Прошла зима, бесснежная, с ветрами и без морозов, какая часто бывает в Нью-Йорке, моя очередная иммигрантская зима, поразившая тем, что на Рождество, похоже, в то самое утро, когда я безуспешно боролся с выкрутасами памяти, зацвели подснежники. Обычно это происходит двумя с половиной месяцами позже – в марте. На воспетых Ленноном «Земляничных полянах» Центрального парка забелел ковер. А весна выдалась такой, какой ей и надлежит быть в этом ни на что не похожем городе, где становятся реальностью самые дикие и безумные идеи, – короткой, невнятной, словно и не весной даже, имеющей единственный признак смены времен года – обилие распускающихся, в отличие от подснежников в положенное им время, цветов. Город опушился нежно-розовой, малиново-пурпурной, золотисто-оранжевой благоухающей магнолией с бутонами, похожими на изящные бокалы с шишковидными пестиками внутри; цвела белая и розовая сакура, в разных уголках – не только в парках и ботанических садах, но и за оградами частных домов и близ многоэтажных жилых строений – появлялись орхидеи, тюльпаны, нарциссы, гиацинты. Каменные джунгли расцвечивались яркими красками оранжерей.
Минул апрель, наступила середина мая и грянула жара за семьдесят фаренгейтных градусов, пролились дожди, установилась летняя влажная погода, когда потеешь, как в турецком хаммаме.
В один из воскресных дней я приехал в Фэйрлон в гости к Роберту. Близлежащий к Манхэттену район Нью-Джерси уже давно облюбовали русские, всей езды на машине через мост Джорджа Вашингтона над Гудзоном было минут двадцать. Я же, за неимением машины, добирался на автобусе больше часа. Роберт, кроме меня, пригласил чету Янсонсов с двумя детьми-погодками, мальчиком и девочкой. Они резвились на открытом воздухе, женщины хлопотали по хозяйству, готовя обед, а мы сидели на порче, в пяти метрах от которого беззвучно и незаметно протекал крохотный ручеек, обрамленный кустарником и деревьями. Порч – открытая деревянная веранда сзади таун-хауса – создавал иллюзию сельской идиллии. Alabama porch monkey («Алабамская обезьяна на крыльце») – выплыло когда-то услышанное, я повторил про себя небезопасное словосочетание, грозившее большими неприятностями тому, кто осмелится произнести вслух в присутствии темнокожего; звучало оскорбительно, примерно как жидовская морда. Почему-то упоминание порча – porch всегда вызывало у меня потребность повторить, просто так, упаси бог, без всякой задней мысли или умысла, про алабамскую обезьяну, облюбовавшую веранду. Так иногда бывает: дурацкое засядет в мозгу и не вышибешь при всем желании.
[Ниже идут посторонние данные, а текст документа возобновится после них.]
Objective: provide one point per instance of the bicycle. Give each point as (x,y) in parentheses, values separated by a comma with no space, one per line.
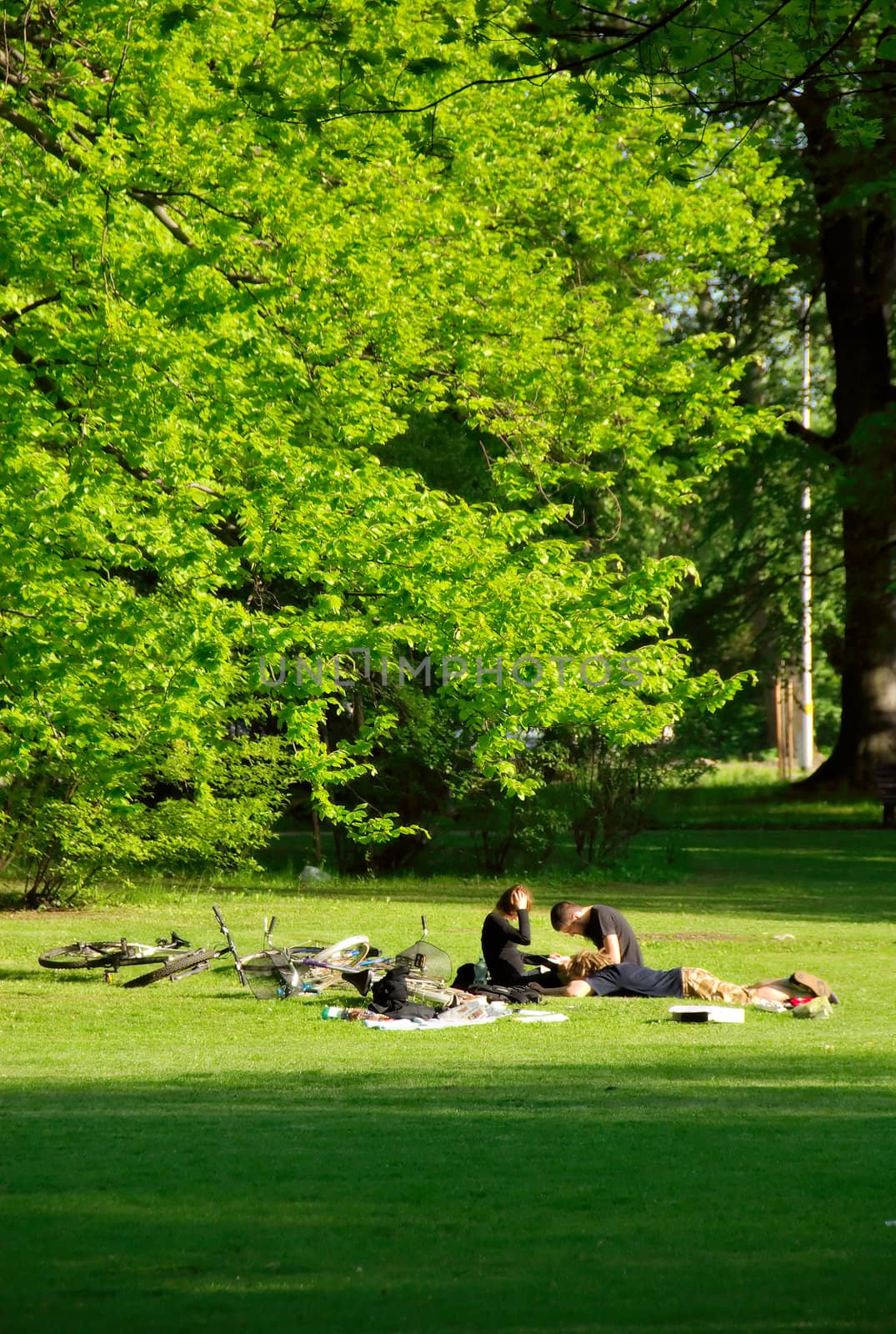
(113,955)
(278,973)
Мы потягивали пиво и трепались на книжные темы. О чем еще могут говорить в расслабленном состоянии трое людей, называющих себя литераторами. Ну, не вечно же о бабах… тем более, что жены крутятся рядом, это я – разведенный и не жаждущий снова надеть хомут, а двое моих друзей – семейные, у Вадима дети-подростки, у Роберта уже и внуки. Впрочем, не возбраняется и о бабах, но сейчас разговор вился, причудливо петляя, убегая с магистралей в узкие улочки и переулки, совсем о другом.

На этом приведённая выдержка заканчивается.